Anche limitare l’immigrazione potrebbe essere controproducente: uno studio dello University college di Londra ha dimostrato che gli immigrati europei arrivati nel paese tra il 2000 e il 2011 hanno contribuito al bilancio pubblico pagando tasse per 20 miliardi di sterline in tasse.

Nell’ipotesi di un’uscita dall’Unione, ci sono tre scenari possibili:

  1. Uscita “secca”: questa opzione potrebbe costare 78 miliardi di euro all’anno all’economia britannica, per dieci anni. Il 2,2 per cento del pil in meno da oggi al 2030.
  2. Uscita con negoziati sui trattati di libero scambio: come la Svizzera e la Norvegia, in questo caso il Regno Unito non perderebbe del tutto i vantaggi legati al mercato unico, ma dovrebbe rispettare comunque dei regolamenti europei. È lo scenario più credibile.
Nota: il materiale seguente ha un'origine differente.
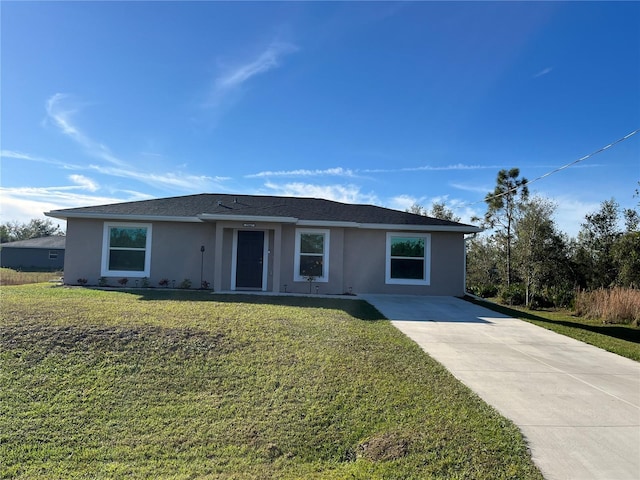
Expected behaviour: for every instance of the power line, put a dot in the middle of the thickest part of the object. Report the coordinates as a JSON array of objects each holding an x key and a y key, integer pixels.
[{"x": 529, "y": 182}]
Il pil potrebbe aumentare dello 0,8 per cento o diminuire dello 0,6 per cento a seconda delle modalità scelte.
  3. Uscita con negoziati commerciali con il resto del mondo: il Regno Unito potrebbe negoziare accordi con l’Asia, e potrebbe veder aumentare il suo pil dell’1,6 per cento da qui al 2030. Ma dovrebbe liberalizzare l’economia, e le imprese e i lavoratori dovrebbero affrontare una forte concorrenza di paesi dove il costo del lavoro è più basso.

L’uscita dall’Ue avrebbe ricadute anche sui paesi dell’Unione: in Irlanda diminuirebbe il 2,7 per cento del pil pro capite, in Francia e in Germania lo 0,3.